Camina por la vereda sin saber a dónde va: desea andar y sentir el viento frío en la cara. Cruza una calle de piedras irregulares y se para en la esquina. En la feria de artesanos de la plaza, las personas pasean entre los puestos y miran lo que ofrecen: collares, mantas, bolsos. Prefiere seguir por la calle solitaria que desciende hasta el puente viejo.

De niños nos encontrábamos en la plaza. No importaba si estábamos los dos solos o con nuestros amigos. Siempre éramos nosotros los que decidíamos la formación de los equipos, elegíamos los juegos o seleccionábamos los personajes; los demás obedecían alegres, despreocupados porque las responsabilidades eran nuestras, ellos sólo tenían que divertirse.

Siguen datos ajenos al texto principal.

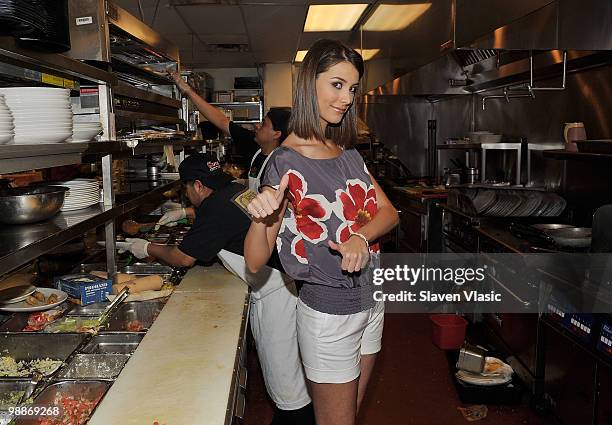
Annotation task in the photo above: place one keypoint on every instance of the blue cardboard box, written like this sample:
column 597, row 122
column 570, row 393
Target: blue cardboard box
column 85, row 288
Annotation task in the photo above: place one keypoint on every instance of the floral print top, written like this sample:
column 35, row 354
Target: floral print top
column 329, row 200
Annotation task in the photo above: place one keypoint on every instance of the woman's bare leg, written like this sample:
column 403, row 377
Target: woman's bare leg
column 367, row 365
column 335, row 404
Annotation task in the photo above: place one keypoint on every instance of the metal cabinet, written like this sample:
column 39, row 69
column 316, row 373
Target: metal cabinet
column 26, row 67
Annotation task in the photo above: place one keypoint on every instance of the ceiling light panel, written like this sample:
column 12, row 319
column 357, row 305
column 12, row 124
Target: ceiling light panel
column 368, row 54
column 333, row 17
column 394, row 17
column 299, row 56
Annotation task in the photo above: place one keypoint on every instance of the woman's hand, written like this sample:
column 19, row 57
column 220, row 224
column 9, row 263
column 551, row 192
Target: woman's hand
column 269, row 201
column 355, row 253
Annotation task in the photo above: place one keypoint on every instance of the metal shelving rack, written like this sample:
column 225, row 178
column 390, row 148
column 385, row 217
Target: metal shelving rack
column 258, row 106
column 22, row 244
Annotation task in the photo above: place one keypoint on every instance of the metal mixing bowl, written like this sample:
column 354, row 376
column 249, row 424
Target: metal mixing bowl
column 30, row 204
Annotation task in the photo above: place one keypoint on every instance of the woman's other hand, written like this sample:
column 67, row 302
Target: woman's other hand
column 355, row 253
column 268, row 201
column 180, row 83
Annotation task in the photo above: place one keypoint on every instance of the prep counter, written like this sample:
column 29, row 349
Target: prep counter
column 189, row 368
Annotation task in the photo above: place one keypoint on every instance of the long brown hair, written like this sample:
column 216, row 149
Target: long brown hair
column 304, row 121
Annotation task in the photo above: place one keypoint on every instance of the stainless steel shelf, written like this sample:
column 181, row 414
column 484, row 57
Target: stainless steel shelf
column 52, row 63
column 124, row 89
column 16, row 158
column 236, row 104
column 153, row 118
column 563, row 155
column 24, row 243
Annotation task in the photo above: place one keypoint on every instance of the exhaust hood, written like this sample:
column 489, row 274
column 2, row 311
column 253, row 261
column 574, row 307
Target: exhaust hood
column 508, row 55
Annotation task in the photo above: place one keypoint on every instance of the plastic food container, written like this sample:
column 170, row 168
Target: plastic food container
column 448, row 332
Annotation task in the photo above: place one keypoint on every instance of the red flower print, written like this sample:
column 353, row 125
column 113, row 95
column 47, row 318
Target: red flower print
column 355, row 207
column 309, row 210
column 298, row 249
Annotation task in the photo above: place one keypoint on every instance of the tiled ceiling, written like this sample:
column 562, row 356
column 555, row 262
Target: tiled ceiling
column 247, row 33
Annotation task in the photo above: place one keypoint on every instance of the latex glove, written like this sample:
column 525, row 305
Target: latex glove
column 170, row 218
column 169, row 206
column 180, row 83
column 138, row 247
column 268, row 201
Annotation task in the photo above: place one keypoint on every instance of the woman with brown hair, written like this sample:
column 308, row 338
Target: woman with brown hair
column 324, row 211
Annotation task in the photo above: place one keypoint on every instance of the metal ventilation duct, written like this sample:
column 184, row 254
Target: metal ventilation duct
column 501, row 57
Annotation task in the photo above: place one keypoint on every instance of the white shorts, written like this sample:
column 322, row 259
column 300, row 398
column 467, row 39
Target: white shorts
column 332, row 345
column 273, row 323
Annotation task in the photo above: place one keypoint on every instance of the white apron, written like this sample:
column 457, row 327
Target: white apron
column 254, row 182
column 274, row 326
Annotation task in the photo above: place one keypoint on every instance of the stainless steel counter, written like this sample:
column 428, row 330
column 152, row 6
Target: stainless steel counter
column 186, row 369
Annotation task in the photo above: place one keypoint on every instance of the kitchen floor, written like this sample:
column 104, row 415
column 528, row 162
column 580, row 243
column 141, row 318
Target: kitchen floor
column 411, row 384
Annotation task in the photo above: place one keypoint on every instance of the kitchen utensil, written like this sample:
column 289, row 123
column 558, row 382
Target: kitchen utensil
column 571, row 237
column 550, row 226
column 114, row 305
column 30, row 204
column 22, row 306
column 571, row 132
column 602, row 225
column 452, row 177
column 471, row 358
column 16, row 293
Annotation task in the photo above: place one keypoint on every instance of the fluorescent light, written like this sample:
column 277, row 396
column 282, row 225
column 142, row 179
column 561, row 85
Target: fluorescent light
column 394, row 17
column 368, row 54
column 333, row 17
column 299, row 56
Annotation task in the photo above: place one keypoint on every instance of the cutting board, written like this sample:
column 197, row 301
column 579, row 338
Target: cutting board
column 182, row 371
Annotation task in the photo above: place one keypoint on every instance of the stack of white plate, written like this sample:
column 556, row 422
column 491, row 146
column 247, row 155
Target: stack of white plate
column 82, row 193
column 41, row 114
column 6, row 123
column 84, row 131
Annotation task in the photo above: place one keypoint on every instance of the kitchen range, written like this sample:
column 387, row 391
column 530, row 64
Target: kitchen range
column 485, row 122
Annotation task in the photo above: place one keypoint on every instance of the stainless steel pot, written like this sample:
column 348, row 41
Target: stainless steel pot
column 30, row 204
column 545, row 227
column 572, row 237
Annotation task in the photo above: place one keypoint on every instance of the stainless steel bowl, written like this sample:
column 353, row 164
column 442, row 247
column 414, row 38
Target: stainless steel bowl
column 30, row 204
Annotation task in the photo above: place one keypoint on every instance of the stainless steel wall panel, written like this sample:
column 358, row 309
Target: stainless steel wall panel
column 400, row 123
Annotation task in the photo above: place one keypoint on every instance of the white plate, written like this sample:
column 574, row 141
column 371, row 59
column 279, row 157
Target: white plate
column 80, row 204
column 9, row 90
column 75, row 208
column 80, row 182
column 25, row 307
column 32, row 140
column 82, row 201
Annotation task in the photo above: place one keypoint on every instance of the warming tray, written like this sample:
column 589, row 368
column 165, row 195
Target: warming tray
column 135, row 316
column 28, row 347
column 122, row 343
column 88, row 391
column 94, row 366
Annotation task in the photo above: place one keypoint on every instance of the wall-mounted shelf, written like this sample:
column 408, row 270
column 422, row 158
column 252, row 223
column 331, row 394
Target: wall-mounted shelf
column 584, row 156
column 50, row 63
column 23, row 243
column 257, row 107
column 16, row 158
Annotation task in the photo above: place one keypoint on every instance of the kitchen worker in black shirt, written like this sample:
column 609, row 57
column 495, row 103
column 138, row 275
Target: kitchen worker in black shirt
column 268, row 135
column 219, row 229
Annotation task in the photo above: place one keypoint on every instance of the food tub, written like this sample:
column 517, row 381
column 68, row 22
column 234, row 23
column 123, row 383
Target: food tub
column 94, row 366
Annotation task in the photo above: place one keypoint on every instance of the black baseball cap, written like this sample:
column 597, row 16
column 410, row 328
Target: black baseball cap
column 280, row 120
column 206, row 168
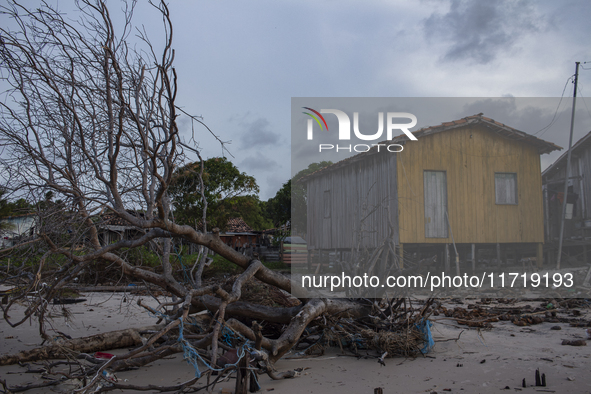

No recuerdo si yo era demasiado autoritaria o vos muy persuasivo. Es curioso que apenas tenga algunas imágenes en la memoria, como fotografías de nuestra niñez que nunca fueron tomadas. Será porque cada uno iba a su escuela y en las vacaciones, durante el verano, vos desaparecías todo el mes de enero.

Compartimos las tardes de nuestra infancia en la plaza del barrio donde nacimos, el mismo año apenas con una diferencia de días, yo en un hospital público y vos en un sanatorio privado. Nuestros llantos fueron los primeros que resonaron en los edificios distanciados apenas por tres calles uno de otro. En el departamento de un ambiente tuve que aprender a estar sola y a defender mi territorio cuando llegaron mis hermanos.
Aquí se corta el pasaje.